[PATCH 1/2] arm64/entry: Fix involuntary preemption exception masking

Fri Mar 20 07:57:37 PDT 2026

On Fri, Mar 20, 2026 at 03:11:20PM +0100, Thomas Gleixner wrote:
> On Fri, Mar 20 2026 at 14:04, Peter Zijlstra wrote:
> > On Fri, Mar 20, 2026 at 11:30:25AM +0000, Mark Rutland wrote:
> >> Thomas, Peter, I have a couple of things I'd like to check:
> >> 
> >> (1) The generic irq entry code will preempt from any exception (e.g. a
> >>     synchronous fault) where interrupts were unmasked in the original
> >>     context. Is that intentional/necessary, or was that just the way the
> >>     x86 code happened to be implemented?
> >> 
> >>     I assume that it'd be fine if arm64 only preempted from true
> >>     interrupts, but if that was intentional/necessary I can go rework
> >>     this.
> >
> > So NMI-from-kernel must not trigger resched IIRC. There is some code
> > that relies on this somewhere. And on x86 many of those synchronous
> > exceptions are marked as NMI, since they can happen with IRQs disabled
> > inside locks etc.
> >
> > But for the rest I don't think we care particularly. Notably page-fault
> > will already schedule itself when possible (faults leading to IO and
> > blocking).
> 
> Right. In general we allow preemption on any interrupt, trap and exception
> when:
> 
>   1) the interrupted context had interrupts enabled
> 
>   2) RCU was watching in the original context
> 
> This _is_ intentional as there is no reason to defer preemption in such
> a case. The RT people might get upset if you do so.

Ok. Thanks for confirming!

As above, I'll go see what I can do to address that. I suspect I'll need
something like irqentry_exit_to_kernel_mode_prepare(), analogous to
irqentry_exit_to_user_mode_prepare(), so that the preemption can happen
before the exception masking, but the rest of the exit logic can happen
afterwards.

I know that arm64 currently uses exit_to_user_mode_prepare_legacy(), and
I want to go clean that up too. :)

> NMI like exceptions, which are not allowed to schedule, should therefore
> never go through irqentry_irq_entry() and irqentry_irq_exit().
> 
> irqentry_nmi_enter() and irqentry_nmi_exit() exist for a technical
> reason and are not just of decorative nature. :)

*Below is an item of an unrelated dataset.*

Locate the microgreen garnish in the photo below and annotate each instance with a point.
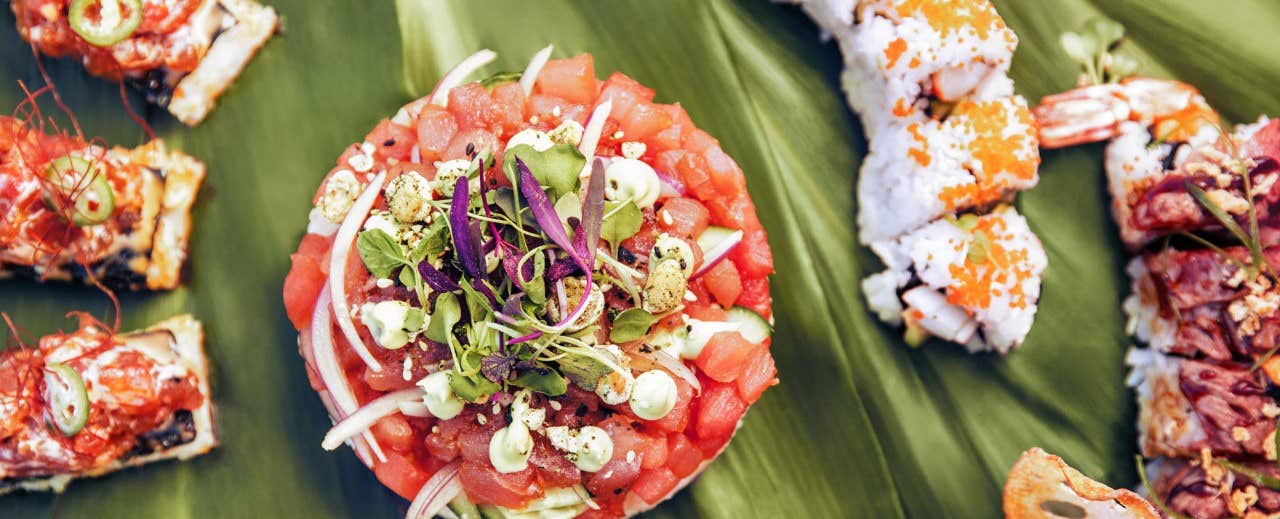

Sorry, I should have been clearer that I was only trying to ask about
cases where irqentry_exit() would preempt. I understand
irqentry_nmi_exit() won't preempt.

Understood and agreed for NMI!

> >> (2) The generic irq entry code only preempts when RCU was watching in
> >>     the original context. IIUC that's just to avoid preempting from the
> >>     idle thread. Is it functionally necessary to avoid that, or is that
> >>     just an optimization?
> >> 
> >>     I'm asking because historically arm64 didn't check that, and I
> >>     haven't bothered checking here. I don't know whether we have a
> >>     latent functional bug.
> >
> > Like I told you on IRC, I *think* this is just an optimization, since if
> > you hit idle, the idle loop will take care of scheduling. But I can't
> > quite remember the details here, and wish we'd have written a sensible
> > comment at that spot.
> 
> There is one, but it's obviously not detailed enough.
> 
> > Other places where RCU isn't watching are userspace and KVM. The first
> > isn't relevant because this is return-to-kernel, and the second I'm not
> > sure about.
> >
> > Thomas, can you remember?
> 
> Yes. It's not an optimization. It's a correctness issue.
> 
> If the interrupted context is RCU idle then you have to carefully go
> back to that context. So that the context can tell RCU it is done with
> the idle state and RCU has to pay attention again. Otherwise all of this
> becomes imbalanced.
> 
> This is about context-level nesting:
> 
>         ...
> L1.A    ct_cpuidle_enter();
> 
>                         -> interrupt
>  L2.A                           ct_irq_enter();
>                                 ...             // Set NEED_RESCHED
>  L2.B                           ct_irq_exit();
>                                
>         ...
> L1.B    ct_cpuidle_exit();
> 
> Scheduling between #L2.B and #L1.B makes RCU rightfully upset. 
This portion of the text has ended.